Evile - Enter The Grave review
|Album:||Enter The Grave|
|Release date:||August 2007|
01. Enter The Grave
03. First Blood
04. Man Against Machine
05. Burned Alive
06. Killer From The Deep
07. We Who Are About To Die
09. Bathe In Blood
10. Armoured Assault
11. Darkness Shall Bring Death [demo][bonus]
12. Sacrifical [demo][bonus]
13. Enter The Grave [demo] [bonus]
Disc II [bonus]
+ Enter The Album [exclusive content featuring live performances from the album, as well as coverage of the creation of the new album as well as some funny extras]
+ autographed guitar pick from either Mike Alexander [bassist], Matt Drake [rhythm guitarist] or Ol Drake [lead guitarist]
+ Enter The Grave album patch
This is 80's Thrash. Not melodic hardcore pseudo-metal calling itself Thrash. This is the real deal.

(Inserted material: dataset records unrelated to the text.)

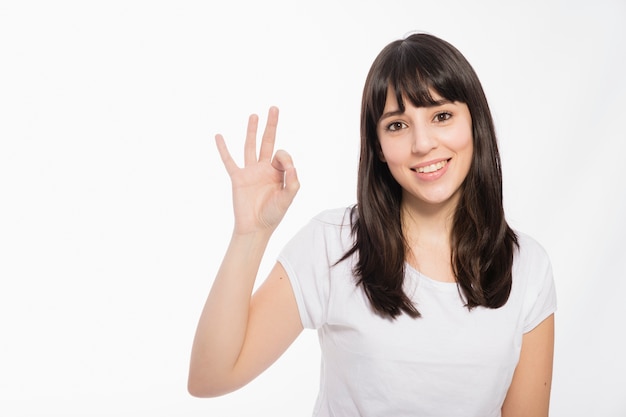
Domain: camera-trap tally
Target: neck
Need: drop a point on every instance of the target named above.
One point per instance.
(427, 224)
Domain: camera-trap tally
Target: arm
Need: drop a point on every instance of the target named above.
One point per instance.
(529, 393)
(239, 336)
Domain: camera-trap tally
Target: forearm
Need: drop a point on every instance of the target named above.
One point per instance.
(222, 327)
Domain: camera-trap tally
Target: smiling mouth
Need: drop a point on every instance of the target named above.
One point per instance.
(431, 168)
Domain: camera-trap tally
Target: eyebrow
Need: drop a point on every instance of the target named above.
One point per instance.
(435, 103)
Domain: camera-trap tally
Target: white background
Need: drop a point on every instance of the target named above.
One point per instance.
(115, 209)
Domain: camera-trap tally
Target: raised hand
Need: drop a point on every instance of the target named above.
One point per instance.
(264, 187)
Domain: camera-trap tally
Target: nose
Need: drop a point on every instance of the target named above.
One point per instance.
(424, 139)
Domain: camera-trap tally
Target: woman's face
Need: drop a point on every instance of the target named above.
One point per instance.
(427, 149)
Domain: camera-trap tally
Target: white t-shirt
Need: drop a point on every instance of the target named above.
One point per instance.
(451, 362)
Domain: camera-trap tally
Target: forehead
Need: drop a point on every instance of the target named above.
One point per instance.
(397, 101)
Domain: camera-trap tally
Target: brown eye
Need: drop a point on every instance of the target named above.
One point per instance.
(442, 117)
(392, 127)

With their debut release, Evile are clearly stuck in the 80's. Every track on this album is pure old-school Thrash, and even casual listeners will not have difficulty picking out the early Slayer and Metallica influences. The vocals are almost indistinguishable from Tom Araya (pre- Seasons in the Abyss), and the riffing sounds like it came straight from Reign in Blood. Lyrically, it takes little imagination to map many of the tracks directly to songs from the 80's: "Thrasher" (-> "Metal Militia"), "Burned Alive" (-> "Am I Evil"), "Schizophrenia" (-> "The Frayed Ends Of Sanity"), "Bathe in Blood" (-> umm . . .). Even one of the tracks with no direct 80's counterpart draws its inspiration from an action film of the same era ("First Blood").

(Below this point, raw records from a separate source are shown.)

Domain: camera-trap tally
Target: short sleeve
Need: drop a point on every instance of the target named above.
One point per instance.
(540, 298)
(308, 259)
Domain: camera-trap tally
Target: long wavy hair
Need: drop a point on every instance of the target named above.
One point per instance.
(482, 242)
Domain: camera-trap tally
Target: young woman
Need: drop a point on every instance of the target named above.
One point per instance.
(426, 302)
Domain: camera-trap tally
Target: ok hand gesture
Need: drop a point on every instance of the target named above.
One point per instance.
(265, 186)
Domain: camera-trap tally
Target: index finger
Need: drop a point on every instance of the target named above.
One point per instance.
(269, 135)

The material here is so derivative that it would be easy to just dismiss it as simple Slayer worship. That is, if it weren't done so well. The performances here are fantastic, actually better that the musicianship from many of the bands who pioneered Thrash over twenty years ago. What Evile lack in originality, they deliver in musicianship and variety. Multiple tempos appear throughout the album, preventing the listener from ever becoming bored. The strongest track, "We Who Are About to Die," is a mostly mid-tempo song, beautifully divided with an uptempo shift and a couple of blistering solos. Had these guys made the scene during its heyday, Evile would not be derivative, but rather skillful practitioners in a fresh genre, and critics now would likely be considering them alongside the likes of Exodus and Testament.
This is enjoyable Thrash, and those who long for a return to the unpretentious approach to metal of the original Thrash era should pick this up without any hesitation. These guys have plenty of talent, and obviously have tremendous respect for the genre. Evile will be a band to watch closely as they develop their own creative voice.